With regard to the charge of multifariousness. In order to ascertain just how much is actually due from the company on the bonds, and to realize upon the assets, and ascertain the deficiency to be charged against the stockholders, it seems to me that all the inquiries set on foot by the bill are necessary, and the demurring defendants are necessary parties, to the end that they may be bound by the result of the litigation, and be properly held liable for their share of the deficiency. With regard to the question of the actual liability of the defendants, it is quite clear that, if they have received either the stock or the bonds from the company, without having paid for them, they are liable to respond to the company. This is admitted by demurrants. The argument of defendants' counsel was that they are not shown not to be bona fide purchasers for value from some previous holder. On the other hand, it was argued, first, that the statements in the bill above set forth are sufficiently explicit allegations that these defendants received their bonds and stocks, or one of them, without consideration; or, at the furthest, that the burden is cast on them to show that they were bona fide purchasers. And, further, it was urged that by the law of the land there can be no such thing as a bona fide purchaser of stock from a subscriber who has not paid for the same in full. I am of the opinion that the counsel of complainant are right in their first position, and that the statements of the bill are sufficient at least to throw upon the defendants the burden of proving that they are bona fide purchasers for value without notice. I do not find it necessary to consider and determine whether the fact, if it be a fact, that they paid to a previous holder full value without notice, will protect them.

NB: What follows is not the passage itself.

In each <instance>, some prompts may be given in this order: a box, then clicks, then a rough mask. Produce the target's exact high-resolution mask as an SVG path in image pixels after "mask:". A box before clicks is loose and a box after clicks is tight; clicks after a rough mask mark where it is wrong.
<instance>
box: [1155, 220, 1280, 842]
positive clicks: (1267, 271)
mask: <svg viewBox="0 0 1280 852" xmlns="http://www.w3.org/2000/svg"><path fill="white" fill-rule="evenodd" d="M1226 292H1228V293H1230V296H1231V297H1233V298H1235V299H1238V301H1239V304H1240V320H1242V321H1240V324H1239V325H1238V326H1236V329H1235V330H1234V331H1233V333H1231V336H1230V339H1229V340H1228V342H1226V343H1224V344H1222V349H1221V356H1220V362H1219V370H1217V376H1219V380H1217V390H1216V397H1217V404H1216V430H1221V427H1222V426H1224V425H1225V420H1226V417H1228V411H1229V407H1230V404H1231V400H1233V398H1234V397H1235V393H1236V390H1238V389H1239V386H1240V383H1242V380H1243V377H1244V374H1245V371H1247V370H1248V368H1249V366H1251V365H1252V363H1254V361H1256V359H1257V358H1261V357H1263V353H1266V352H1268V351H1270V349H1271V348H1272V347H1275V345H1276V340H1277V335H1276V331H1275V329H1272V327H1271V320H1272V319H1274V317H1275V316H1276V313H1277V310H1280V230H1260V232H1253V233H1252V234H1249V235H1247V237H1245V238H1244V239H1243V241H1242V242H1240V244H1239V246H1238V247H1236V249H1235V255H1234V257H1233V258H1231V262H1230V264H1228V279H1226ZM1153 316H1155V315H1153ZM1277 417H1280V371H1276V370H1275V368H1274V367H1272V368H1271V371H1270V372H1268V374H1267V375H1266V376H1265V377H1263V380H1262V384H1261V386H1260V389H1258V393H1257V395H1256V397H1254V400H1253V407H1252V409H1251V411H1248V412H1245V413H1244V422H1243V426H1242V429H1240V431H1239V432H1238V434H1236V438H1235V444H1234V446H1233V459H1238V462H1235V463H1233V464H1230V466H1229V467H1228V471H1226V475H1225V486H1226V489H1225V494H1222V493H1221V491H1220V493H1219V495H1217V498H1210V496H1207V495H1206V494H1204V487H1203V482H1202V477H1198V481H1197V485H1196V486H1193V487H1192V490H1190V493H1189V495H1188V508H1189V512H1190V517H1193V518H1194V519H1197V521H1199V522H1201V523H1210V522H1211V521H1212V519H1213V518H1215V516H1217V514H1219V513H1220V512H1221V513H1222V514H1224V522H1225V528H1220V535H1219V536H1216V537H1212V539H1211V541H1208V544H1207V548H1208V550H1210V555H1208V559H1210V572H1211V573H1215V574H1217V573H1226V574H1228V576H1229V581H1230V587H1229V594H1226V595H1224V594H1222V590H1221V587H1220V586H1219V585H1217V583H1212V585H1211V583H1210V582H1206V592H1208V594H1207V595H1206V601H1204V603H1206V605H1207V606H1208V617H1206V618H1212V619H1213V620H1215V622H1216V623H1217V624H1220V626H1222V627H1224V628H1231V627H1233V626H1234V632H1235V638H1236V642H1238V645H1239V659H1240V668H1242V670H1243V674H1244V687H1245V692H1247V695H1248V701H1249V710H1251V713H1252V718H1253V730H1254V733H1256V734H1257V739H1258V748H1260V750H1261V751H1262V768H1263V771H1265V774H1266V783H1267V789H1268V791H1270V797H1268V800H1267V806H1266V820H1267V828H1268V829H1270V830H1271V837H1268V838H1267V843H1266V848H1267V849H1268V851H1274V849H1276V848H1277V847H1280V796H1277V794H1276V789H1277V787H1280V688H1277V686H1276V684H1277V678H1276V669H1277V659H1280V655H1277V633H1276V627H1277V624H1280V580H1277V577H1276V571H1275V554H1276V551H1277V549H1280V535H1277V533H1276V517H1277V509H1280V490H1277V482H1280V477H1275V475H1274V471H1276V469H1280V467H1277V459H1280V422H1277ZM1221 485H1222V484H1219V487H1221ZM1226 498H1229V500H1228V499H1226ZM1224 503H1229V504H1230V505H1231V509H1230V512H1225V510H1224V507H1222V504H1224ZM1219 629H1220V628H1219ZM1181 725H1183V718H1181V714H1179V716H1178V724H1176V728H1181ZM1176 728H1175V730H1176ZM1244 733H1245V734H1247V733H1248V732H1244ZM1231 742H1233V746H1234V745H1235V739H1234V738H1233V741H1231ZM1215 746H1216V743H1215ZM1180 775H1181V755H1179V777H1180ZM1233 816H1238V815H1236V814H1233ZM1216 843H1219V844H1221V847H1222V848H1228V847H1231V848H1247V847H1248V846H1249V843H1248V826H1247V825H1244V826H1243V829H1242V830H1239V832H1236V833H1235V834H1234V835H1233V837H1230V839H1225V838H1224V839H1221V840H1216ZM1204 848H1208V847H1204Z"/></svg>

Next it was urged that the remedy of the complainant is at law, and not in equity; and Barkalow v. Totten, 53 N. J. Eq. 573, 32 Atl. 2, is relied upon. But I think that the case in hand is distinguishable from that case. There an order had already been made authorizing the receiver to call in the whole amount of the unpaid subscriptions, and to enforce payment of such unpaid subscriptions by suit, if necessary, against each of the delinquent stockholders. That order was made upon notice to each of the defendants; and it was held by the learned vice chancellor that, such order having been made after notice to each of the parties, an action at law would lie against each severally, and an action against all jointly in equity could not be maintained. Here there has been no such order made, and the very object of the suit is, in effect, to obtain a decree which will amount to such an order; that is, an ascertainment as to which of the stockholders have paid and which have not, and the amount necessary for each one to pay. The case, thus viewed, seems to come within the principles laid down in Wetherbee v. Baker, 35 N. J. Eq. 501; the only difference being that in that case the suit was brought by a single creditor, while here it is brought by the receiver, who represents all the creditors, and is entitled to all remedies which they would have.
Finally, it was urged that the attorney general is a necessary party by reason of the character of the corporation, which was formed, as is alleged, for the purpose of creating a monopoly in paper-making. But I am unable to see why that feature gives the state any interest in the present affair. The state, presumably, would be interested either in preventing the organization of such a corporation or in arresting its work after its organization. Here, however, the company is already dissolved, and therefore harmless. The present suit relates wholly to contractual and statutory obligations arising out of its existence and operations. Such obligations are not affected by its obnoxious character; at least such of them as are here involved. Such I understand to be the view recently expressed by "Vice Chancellor Reed in theAmerican Tobacco Co. Case, 36 Atl. 971. I will advise that the demurrer be overruled upon the usual terms.